Pan-Grilled Vegetable Sandwiches with Basil Pesto and Mozzarella
- 2 zucchini, sliced lengthwise into ¼ – inch thick slices
- 2 yellow squashes, sliced lengthwise into ¼ – inch thick slices
- 2 red peppers, roasted (for instructions, click here) or 2 roasted red peppers from a jar
- 8-12 slices fresh mozzarella cheese
- ¼ cup extra virgin olive oil
- Kosher salt and freshly ground black pepper
- ½ cup Basil Pesto (recipe below)
- Loaf of ciabatta bread
- Brush both sides of the sliced zucchini and yellow squash with olive oil and sprinkle with salt and pepper.
- Heat a grill pan over medium- high heat and brush lightly with olive oil.
- Working in batches, grill the zucchini and squash until they are tender and grill marks appear, about 4 minutes per side. Remove the veggies from the pan and set aside.
- Slice the loaf of ciabatta bread into 4 pieces and cut each piece in half lengthwise. Lightly brush the bread with olive oil and then grill for 3-4 minutes until the bread is toasty.

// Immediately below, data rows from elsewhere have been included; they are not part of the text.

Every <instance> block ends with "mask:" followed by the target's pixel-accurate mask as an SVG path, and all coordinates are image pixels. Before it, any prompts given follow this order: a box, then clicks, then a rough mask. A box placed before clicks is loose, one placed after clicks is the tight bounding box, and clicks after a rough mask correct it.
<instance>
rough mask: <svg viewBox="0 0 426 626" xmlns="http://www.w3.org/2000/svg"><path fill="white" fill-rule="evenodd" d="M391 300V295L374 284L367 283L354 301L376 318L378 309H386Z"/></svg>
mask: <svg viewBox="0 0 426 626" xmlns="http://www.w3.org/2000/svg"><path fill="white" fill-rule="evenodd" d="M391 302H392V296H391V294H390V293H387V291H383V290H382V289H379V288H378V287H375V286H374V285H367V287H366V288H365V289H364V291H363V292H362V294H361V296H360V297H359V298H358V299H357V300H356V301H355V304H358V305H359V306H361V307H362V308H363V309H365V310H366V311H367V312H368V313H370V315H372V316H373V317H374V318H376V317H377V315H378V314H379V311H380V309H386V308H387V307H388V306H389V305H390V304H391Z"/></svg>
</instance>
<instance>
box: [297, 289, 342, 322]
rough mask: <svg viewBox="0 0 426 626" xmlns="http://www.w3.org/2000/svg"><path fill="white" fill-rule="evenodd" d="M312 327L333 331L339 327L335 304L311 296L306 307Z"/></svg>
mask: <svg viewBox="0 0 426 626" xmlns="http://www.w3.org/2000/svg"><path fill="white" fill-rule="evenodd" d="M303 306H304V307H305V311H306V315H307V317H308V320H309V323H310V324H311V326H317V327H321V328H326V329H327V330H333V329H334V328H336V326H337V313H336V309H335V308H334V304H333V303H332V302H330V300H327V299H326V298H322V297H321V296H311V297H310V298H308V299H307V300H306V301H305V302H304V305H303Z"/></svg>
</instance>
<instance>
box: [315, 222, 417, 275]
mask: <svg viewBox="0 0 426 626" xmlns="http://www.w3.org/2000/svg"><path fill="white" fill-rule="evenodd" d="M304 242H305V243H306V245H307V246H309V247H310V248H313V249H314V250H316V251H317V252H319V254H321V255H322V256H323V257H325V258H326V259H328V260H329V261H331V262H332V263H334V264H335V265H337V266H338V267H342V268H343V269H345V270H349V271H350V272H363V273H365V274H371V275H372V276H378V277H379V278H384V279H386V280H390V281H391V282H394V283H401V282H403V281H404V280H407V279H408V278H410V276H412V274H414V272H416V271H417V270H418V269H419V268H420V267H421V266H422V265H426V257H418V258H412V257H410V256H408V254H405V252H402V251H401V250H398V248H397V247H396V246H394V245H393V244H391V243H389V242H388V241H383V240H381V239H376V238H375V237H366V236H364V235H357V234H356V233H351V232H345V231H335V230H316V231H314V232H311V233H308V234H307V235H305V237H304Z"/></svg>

- To assemble the sandwiches: Spread a layer of pesto on each side of the sliced bread. Top with mozzarella cheese, and then layer slices of the grilled zucchini, squash, and roasted red peppers on top. Place the top half of the ciabatta bread on top of the grilled vegetables and serve.
Yield: 4 servings
Yield: 1 cup pesto
- 2 cups fresh basil leaves
- ¼ cup toasted pine nuts
- 2 garlic cloves, peeled
- ½ teaspoon salt
- ¼ teaspoon freshly ground black pepper
- 1/3 cup (approximately) extra virgin olive oil
- ½ cup grated Parmesan cheese
- In a food processor or blender, pulse the basil, pine nuts, garlic, salt & pepper until finely chopped.
- With the food processor still running, gradually add enough oil to form a smooth and thick consistency.
- Transfer the pesto to a medium bowl and stir in ½ cup of Parmesan cheese. Season the pesto with more salt and pepper, to taste.